I Hired Two AI Developers. One Is a Rocket. The Other One Checks the Wiring.

Managing Claude and Codex as a solo founder felt uncomfortably familiar — turns out scaling AI agents has the same team dynamics as scaling a real operations team.

The first time I had to sit down and write operating principles for two AI agents working on the same codebase, I had a moment of genuine déjà vu.

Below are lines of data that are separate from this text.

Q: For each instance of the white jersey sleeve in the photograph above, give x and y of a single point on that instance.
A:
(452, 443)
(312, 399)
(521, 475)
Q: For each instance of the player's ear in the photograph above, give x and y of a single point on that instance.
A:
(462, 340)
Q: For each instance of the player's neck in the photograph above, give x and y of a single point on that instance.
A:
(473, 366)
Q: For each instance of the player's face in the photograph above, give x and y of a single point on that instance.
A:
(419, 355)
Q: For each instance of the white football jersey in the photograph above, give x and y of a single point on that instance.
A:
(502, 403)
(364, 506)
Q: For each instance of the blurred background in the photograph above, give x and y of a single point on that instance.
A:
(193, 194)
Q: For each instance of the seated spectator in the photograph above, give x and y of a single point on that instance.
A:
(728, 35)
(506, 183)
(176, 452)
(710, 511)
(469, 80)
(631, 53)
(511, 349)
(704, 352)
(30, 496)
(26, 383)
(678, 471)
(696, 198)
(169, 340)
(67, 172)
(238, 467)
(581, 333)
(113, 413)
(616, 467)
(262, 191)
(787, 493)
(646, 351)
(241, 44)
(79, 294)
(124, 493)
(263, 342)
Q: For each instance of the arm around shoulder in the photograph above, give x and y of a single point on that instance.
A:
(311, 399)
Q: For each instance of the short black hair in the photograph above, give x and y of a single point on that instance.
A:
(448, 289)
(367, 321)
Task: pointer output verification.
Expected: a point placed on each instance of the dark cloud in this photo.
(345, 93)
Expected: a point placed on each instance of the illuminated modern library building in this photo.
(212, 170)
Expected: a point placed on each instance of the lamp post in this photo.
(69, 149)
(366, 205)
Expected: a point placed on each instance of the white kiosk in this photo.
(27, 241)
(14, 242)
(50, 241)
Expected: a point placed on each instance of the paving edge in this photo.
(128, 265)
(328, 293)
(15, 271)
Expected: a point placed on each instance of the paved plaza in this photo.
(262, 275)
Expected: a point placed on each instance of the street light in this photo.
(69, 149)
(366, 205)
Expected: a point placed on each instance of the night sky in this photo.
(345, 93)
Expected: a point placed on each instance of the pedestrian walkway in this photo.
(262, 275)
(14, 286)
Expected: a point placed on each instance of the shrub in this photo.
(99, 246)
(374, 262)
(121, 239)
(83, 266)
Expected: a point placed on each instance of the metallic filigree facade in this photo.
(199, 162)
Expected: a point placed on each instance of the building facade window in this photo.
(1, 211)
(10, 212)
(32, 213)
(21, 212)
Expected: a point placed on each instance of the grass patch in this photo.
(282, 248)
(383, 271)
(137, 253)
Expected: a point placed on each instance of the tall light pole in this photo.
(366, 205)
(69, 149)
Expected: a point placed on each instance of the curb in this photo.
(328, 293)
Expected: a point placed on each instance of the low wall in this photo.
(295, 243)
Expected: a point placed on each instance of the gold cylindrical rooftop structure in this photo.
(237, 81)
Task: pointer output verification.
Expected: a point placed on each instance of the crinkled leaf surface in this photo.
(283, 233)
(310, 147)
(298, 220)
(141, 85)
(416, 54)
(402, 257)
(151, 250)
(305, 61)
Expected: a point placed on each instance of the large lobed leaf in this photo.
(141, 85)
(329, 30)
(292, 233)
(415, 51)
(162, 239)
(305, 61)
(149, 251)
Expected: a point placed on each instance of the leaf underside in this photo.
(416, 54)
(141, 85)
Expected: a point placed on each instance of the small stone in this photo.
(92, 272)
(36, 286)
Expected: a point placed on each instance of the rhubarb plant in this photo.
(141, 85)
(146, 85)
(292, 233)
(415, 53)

It felt exactly like the early Foodora days. Too much speed, too little structure, and someone on the team absolutely certain they knew the fastest route even when the road wasn't built yet.

Except this time the team is Claude and Codex. And I'm working from a laptop in my apartment.

The setup, for context

About a month ago I started this website. Since then I've been quietly adding to my tech stack, learning as I go. A few weeks in, I added OpenAI's Codex to the mix alongside Visual Studio Code and Claude. What started as curiosity became something that needed actual governance. Not because I'm precious about tools, but because two agents operating in the same environment without clear separation is a great way to end up with a codebase that looks like it was designed by a committee during a fire drill.

So I did what I used to do in operations: wrote principles. Defined ownership. Drew lanes.

What I didn't expect was how quickly those agents developed what I can only describe as personalities.

Claude is the intern you can't stop rooting for

Claude is extraordinary. Genuinely. It has this relentless creative energy, generates solutions fast, and regularly surprises me with approaches I wouldn't have thought of. There's a reason I keep coming back to it for anything that requires thinking in layers or drafting something that has to actually sound like something.

But - and this is the thing nobody tells you - that capability comes with a shadow. You have to watch it. Not because it's unreliable exactly, but because it's so confident that it's easy to miss when it's papered over a gap. I caught it doing this a few times. Technically complete on the surface. Slightly hollow underneath.

This isn't a criticism. It's a known dynamic. The most talented people in any team are also the ones who need the most architectural guardrails, not because they can't be trusted, but because their output moves faster than review can follow.

A few developers I've spoken to in communities and threads online describe the same thing. One put it simply: "Claude will build you a beautiful house and quietly skip the foundation inspection."

I nodded at that one.

Codex is the senior dev who's seen this before

Codex feels different. Slower, more deliberate, more likely to push back or flag something before diving in. Where Claude charges forward, Codex seems to pause and ask whether the path is actually clear. It's not flashier, but I've started to really appreciate that quality.

If Claude is the person who says "yes, I can get this done by Friday," Codex is the one who asks "what does done actually mean here?"

In a solo founder context, that's not a personality conflict. That's a feature.

Some of this maps to what others building with multiple agents are reporting. A developer writing about agentic workflows on a technical forum described Codex as "the one that reminds you the code has to live somewhere after you ship it." There's a whole quiet community of solo builders right now navigating exactly this — how do you manage cognitive load when your team doesn't need sleep but also doesn't ask for clarity?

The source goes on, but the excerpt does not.